This means extra code which could be an issue for embedded systems. For 
systems that process RAs in the operation system kernel, this may mean linking
with a library that potentially causes remotely expoitable security holes.

> So while the work of supporting the option infrastructure in itself
> is more work than the simple TVL option, adding new data to the
> option has very little overhead.  The architectural change that
> this brings, is that no longer is changes to router operating
> systems or the host stack kernel required.  

I don't think something like CBOR is required for this. A router can have
a setup where an external service supplies options. 

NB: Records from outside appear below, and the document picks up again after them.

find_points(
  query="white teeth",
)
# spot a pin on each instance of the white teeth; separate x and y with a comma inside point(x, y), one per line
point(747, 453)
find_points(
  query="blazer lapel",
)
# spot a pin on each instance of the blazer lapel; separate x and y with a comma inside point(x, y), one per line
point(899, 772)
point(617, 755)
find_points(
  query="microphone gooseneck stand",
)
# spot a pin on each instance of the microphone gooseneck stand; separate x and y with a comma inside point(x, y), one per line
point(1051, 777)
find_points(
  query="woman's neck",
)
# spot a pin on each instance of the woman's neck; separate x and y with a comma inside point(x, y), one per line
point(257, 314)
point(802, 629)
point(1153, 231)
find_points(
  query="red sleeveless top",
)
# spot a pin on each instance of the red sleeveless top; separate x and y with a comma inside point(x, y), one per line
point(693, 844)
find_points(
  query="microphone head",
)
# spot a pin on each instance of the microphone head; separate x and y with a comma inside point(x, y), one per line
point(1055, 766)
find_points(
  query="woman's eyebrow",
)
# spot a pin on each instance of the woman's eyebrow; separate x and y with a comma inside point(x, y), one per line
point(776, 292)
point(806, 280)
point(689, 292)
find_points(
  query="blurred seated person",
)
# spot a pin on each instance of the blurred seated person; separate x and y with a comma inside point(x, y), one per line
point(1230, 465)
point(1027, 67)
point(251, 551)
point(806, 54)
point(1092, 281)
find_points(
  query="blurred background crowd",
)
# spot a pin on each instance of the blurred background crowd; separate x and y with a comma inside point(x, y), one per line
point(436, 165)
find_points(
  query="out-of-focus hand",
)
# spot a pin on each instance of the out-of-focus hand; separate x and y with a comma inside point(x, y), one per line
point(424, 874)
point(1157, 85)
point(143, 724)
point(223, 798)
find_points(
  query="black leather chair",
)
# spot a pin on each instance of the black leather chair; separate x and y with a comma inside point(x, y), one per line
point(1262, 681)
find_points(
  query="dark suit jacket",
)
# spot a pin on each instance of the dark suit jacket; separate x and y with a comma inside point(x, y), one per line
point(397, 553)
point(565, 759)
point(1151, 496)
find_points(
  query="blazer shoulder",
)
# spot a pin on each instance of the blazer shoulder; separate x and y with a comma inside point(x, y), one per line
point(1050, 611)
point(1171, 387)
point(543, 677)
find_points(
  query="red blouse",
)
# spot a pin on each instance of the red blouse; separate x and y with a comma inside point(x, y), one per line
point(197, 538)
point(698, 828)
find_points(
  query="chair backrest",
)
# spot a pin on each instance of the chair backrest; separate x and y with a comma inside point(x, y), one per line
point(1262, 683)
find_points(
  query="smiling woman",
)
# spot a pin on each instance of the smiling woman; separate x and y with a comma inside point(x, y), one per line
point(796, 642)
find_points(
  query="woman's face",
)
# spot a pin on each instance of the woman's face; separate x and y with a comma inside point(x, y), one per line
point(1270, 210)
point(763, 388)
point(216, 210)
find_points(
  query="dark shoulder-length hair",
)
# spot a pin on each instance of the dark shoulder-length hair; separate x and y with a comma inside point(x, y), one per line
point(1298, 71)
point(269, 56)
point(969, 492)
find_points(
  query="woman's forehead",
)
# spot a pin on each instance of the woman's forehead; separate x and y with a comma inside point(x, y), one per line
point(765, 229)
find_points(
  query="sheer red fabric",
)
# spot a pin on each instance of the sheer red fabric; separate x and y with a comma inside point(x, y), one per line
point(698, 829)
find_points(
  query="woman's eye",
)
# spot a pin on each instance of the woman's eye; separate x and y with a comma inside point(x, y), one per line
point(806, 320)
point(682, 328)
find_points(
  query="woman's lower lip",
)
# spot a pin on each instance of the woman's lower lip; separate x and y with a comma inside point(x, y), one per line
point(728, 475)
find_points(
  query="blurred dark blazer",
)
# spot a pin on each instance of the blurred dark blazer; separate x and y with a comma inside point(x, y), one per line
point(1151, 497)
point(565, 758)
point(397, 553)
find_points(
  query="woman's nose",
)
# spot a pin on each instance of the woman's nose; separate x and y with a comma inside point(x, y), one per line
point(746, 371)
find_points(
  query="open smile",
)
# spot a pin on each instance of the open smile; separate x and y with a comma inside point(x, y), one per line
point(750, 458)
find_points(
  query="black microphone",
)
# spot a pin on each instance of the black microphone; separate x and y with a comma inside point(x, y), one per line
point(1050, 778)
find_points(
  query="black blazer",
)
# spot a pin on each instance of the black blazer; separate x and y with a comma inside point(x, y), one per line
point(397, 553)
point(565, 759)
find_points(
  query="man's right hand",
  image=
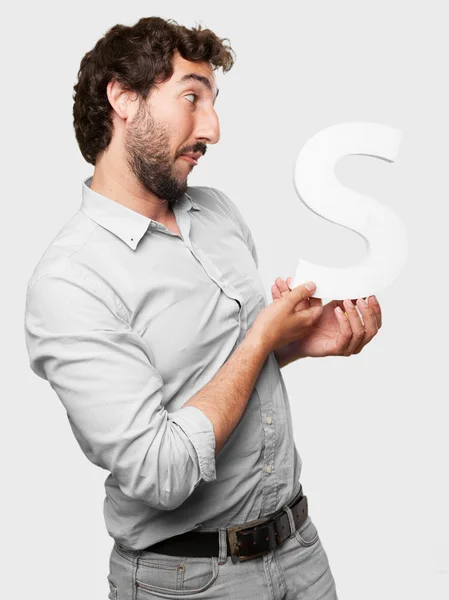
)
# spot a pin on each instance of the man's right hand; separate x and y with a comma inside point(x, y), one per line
point(285, 320)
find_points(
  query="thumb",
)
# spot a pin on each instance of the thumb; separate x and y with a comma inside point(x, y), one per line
point(301, 292)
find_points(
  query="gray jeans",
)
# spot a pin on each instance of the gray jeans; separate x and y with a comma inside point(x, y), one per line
point(297, 569)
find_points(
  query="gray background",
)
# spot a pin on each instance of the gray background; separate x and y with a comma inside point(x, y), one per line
point(371, 429)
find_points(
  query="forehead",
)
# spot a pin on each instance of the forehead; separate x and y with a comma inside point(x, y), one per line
point(183, 69)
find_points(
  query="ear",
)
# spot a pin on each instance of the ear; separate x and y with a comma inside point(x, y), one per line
point(122, 101)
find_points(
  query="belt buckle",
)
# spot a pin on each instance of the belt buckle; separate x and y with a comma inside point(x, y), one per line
point(234, 544)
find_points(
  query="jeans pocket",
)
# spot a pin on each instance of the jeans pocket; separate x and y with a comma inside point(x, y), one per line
point(162, 574)
point(112, 591)
point(307, 534)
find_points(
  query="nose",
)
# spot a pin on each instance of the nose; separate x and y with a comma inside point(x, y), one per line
point(208, 127)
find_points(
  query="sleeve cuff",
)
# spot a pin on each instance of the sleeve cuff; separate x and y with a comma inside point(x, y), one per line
point(200, 431)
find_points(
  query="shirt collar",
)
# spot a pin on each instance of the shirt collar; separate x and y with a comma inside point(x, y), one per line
point(129, 225)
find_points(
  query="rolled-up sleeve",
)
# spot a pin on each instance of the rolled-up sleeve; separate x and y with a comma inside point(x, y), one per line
point(79, 339)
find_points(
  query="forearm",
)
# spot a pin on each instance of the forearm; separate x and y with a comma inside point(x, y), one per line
point(286, 354)
point(224, 399)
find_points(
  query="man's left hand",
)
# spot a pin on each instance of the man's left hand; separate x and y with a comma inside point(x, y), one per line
point(334, 333)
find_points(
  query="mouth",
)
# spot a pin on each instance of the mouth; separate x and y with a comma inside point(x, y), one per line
point(189, 158)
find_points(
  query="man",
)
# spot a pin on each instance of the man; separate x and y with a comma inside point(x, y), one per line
point(148, 317)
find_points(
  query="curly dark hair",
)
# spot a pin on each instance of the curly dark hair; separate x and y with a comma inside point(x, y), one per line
point(136, 57)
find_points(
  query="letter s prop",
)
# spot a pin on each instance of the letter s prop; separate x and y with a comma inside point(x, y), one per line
point(382, 230)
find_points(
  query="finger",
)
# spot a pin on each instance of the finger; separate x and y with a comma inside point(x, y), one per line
point(358, 329)
point(345, 335)
point(374, 304)
point(283, 287)
point(275, 293)
point(311, 314)
point(300, 292)
point(370, 324)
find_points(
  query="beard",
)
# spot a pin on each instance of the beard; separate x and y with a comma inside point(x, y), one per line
point(147, 152)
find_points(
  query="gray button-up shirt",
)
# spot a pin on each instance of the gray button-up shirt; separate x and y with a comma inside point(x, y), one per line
point(127, 321)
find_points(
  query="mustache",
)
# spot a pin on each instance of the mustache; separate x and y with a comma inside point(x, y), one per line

The DHCP world never felt the need to come up with a high level encoding and
DHCP has a huge number of options.

> > However, the complete syntax for an option still needs the names of fields,
> > use of arrays and dicts, etc.
> 
> Right, that's modelled in CDDL in the IANA registry.

I don't think it is progress to publish protocols in the IANA registry.
The IANA registry should be for code points (private or public) and data
extracted from RFCs.

I think it would be really bad if IANA would be the sole place where 
essential RAs options are decribed. 

> Why would an option be "standards track"? Nothing prohibiting
> standards track for a universal configuration option either, but
> the proposal here is that only expert review is required to define
> new options.

To give a couple of examples:
1) For some reason we don't have a DHCPv6 option for default router. This is
   commonly requested, is not a particularly complex option, and DHCPv6 
   has plenty of code points. This is a discussion we should have out in the
   open, but as some expert review for an IANA registry.

2) We have a DHCPv6 IA_PD with poorly defined semantics. Again, a simple
   option but with complex semantics. This is again a case where we should
   have a public discussion.

3) We had an endless discussion about an 'IPV4-only' option. Again this 
   requires more discussion than just a bit of expert review.

I think that all options that we want to rely on in other RFCs should be
standards track. Yes, if some vendor has a private light bulb protocol, it
should be easy to get a code point for that. But anything that is required
for most routers or hosts should have rough consensus.